SMPE - Lecture 4 28/10/2021
Data management
What is research data? Observations collected through experiments, various format, raw or processed.
What is personal data? Data that can be used to identify a person, directly or indirectly.
Some data can redirect to a person if background knowledge is available (ex. MAC address).
What is sensitive personal data? Data that can be used to harm somebody, can lead to discrimination.
It is forbidden to process sensitive data, except with consent or if it is important.
Any process of those data must be declared to authorities.
Data management plan
Written document that describes how data are acquired, generated or used during a research process
and the mechanisms used during and after the project. FAIR, as open as possible and as closed as necessary.
Why data managament plan?
- Time efficiency: without DMP, difficult to make research reproducible later; with DMP spend some time at
the beginning and then it is faster.
- Impact: correlation between sharing data and citation rates.
- Funding: DMP required by funding societies.
DMP needs to be updated over time.
Relevant aspects of data management: related to FAIR principle. DMP can be written by hand or using tools.
- Data description and collection or re-use of existing data:
- describe sources and licences and the new data collected or produced (why not using existing data?)

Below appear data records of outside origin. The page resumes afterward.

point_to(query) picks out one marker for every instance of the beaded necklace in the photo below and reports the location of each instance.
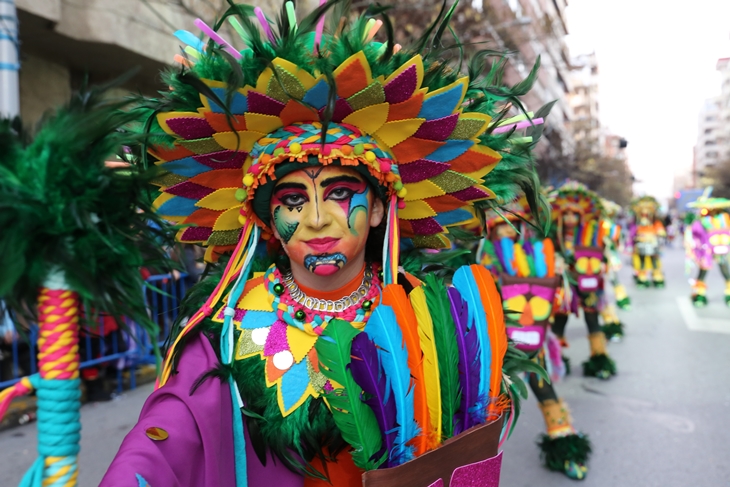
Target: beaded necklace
(294, 312)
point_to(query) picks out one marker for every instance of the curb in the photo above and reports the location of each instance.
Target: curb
(22, 410)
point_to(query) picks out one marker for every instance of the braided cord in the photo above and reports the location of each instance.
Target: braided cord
(58, 392)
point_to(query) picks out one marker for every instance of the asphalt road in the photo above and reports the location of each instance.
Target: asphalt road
(663, 421)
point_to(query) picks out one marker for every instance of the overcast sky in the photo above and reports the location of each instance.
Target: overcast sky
(657, 65)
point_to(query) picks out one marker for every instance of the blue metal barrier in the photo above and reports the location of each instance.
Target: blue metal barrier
(117, 349)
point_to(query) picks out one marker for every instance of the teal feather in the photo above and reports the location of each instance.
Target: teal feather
(465, 282)
(355, 420)
(383, 328)
(447, 351)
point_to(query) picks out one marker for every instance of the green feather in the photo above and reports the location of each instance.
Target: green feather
(447, 351)
(354, 418)
(62, 210)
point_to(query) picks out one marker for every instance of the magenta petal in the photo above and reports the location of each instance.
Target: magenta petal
(223, 159)
(196, 234)
(421, 169)
(258, 103)
(426, 226)
(438, 129)
(470, 193)
(276, 341)
(190, 128)
(402, 86)
(186, 189)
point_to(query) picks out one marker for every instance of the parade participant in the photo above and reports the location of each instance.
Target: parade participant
(579, 235)
(612, 327)
(75, 234)
(525, 267)
(647, 234)
(708, 240)
(330, 366)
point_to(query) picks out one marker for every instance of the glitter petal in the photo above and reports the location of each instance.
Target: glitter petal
(402, 86)
(196, 234)
(439, 129)
(372, 95)
(416, 171)
(189, 190)
(426, 226)
(258, 103)
(480, 474)
(276, 341)
(190, 127)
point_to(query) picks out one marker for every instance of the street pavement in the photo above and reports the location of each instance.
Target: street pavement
(662, 421)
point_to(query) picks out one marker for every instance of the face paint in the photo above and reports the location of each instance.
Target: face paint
(322, 217)
(325, 265)
(285, 227)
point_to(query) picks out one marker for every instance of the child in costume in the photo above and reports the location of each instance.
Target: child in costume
(647, 233)
(525, 267)
(707, 240)
(330, 366)
(612, 327)
(578, 234)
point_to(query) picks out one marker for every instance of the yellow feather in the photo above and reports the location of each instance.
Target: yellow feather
(430, 362)
(521, 258)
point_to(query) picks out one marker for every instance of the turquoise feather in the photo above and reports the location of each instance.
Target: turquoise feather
(465, 282)
(383, 329)
(355, 420)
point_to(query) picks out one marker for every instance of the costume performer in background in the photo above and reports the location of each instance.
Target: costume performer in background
(525, 267)
(647, 235)
(75, 234)
(579, 236)
(708, 241)
(612, 327)
(330, 367)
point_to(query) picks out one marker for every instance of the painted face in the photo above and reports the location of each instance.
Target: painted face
(589, 266)
(529, 300)
(570, 219)
(322, 216)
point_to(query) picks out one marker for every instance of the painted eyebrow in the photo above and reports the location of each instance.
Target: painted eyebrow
(283, 186)
(340, 179)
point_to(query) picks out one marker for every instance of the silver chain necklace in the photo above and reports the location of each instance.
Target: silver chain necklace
(327, 305)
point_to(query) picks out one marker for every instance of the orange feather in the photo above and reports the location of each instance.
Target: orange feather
(492, 302)
(395, 296)
(549, 249)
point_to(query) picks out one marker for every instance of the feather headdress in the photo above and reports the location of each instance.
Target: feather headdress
(433, 140)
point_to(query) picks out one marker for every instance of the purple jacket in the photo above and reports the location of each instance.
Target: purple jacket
(198, 450)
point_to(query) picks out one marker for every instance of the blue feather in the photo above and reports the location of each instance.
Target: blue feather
(508, 252)
(465, 282)
(383, 329)
(539, 257)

- detail kind, format and volume of data
- Documentation and data quality:
- describe metadata accompanying data (different kind of metadata), detail used standards (should be the
one of the research community)
- use controlled vocabularies if relevant
- explain organization and followed methodology
- add README file describing how information is captured and recorded
- explain data quality control
- Storage and backup during the research process:
- minimum three backups in different location, automatic backups should be used
- data security and protection of sensitive data, data recoveries strategies and access rights
- Legal and ethical requirements, codes of conduct:
- responsabilities for data processing and protection
- data minimization (reduce risks) and privacy by default
- detail achievement of compliance with GDPR
- consider possibal ethical issues
- Data sharing and long-term presentation:
- describe how and when and which and where data will be shared and preserved
- describe methods or tools needed to access and use data
- ensure persistent identifier as DOIs
- choose license to use
- Data management responsabilities and resources:
- state who is responsible for data management
- tools to estimate needed resources
Need to adapt to different domains, legislations, funders and local institutions.
- For geographic data, best visualization is using a map
- How this data have been produced? A pointer to the data is provided, it may change, use a checksum to
verify that it is the one file we want
- One must consider the semantic of the data, departments in France evolved over time
- In R, load values for missing values as
NA
s
- Deal with personal name, if there is only a person with a certain firstname it can be identified, more
rare names gathered together
- One must explore the dataset, read the associated documentation and metadata files
- In R, dataframe can be piped to a plotting function
- In the dataset, the same name is present with different accent, leads to duplicates and missing value
- All manipulations should be noted (ex. capitalize all names without accents)
- For intensity of firstnames numbers should be normalize according to total births
Introduction to data statistics
It is important to analyse the dataset.
- Data production:
- depends on the intention of who builds data, biais are always introduced (purpose)
- the followed approach is important (method)
- a dataset has to be practically produced, characterization and semantic of data (observations)
- Analysis of the set of variables:
- understand the role of each variable and why it has been chosen
- important to build good metadata document and define variable properties, identifying response and
explanatory variables
- Data production:
- datasets are not building without the need of a decision at the end, it coincides with risks
- quality of dataset implies quality of decision
- Quality criteria:
- EUROSTAT: relevance, accuracy, timeliness, comparability, coherence, accessibility
- Berti-Equille: interpretability, unicity, conformity to norm, consistency
- Pre-processing:
- look at data before doing any analysis, understand the data
- there are almost always missing data, try to understand them and give potential explanations
- state how missing values are treated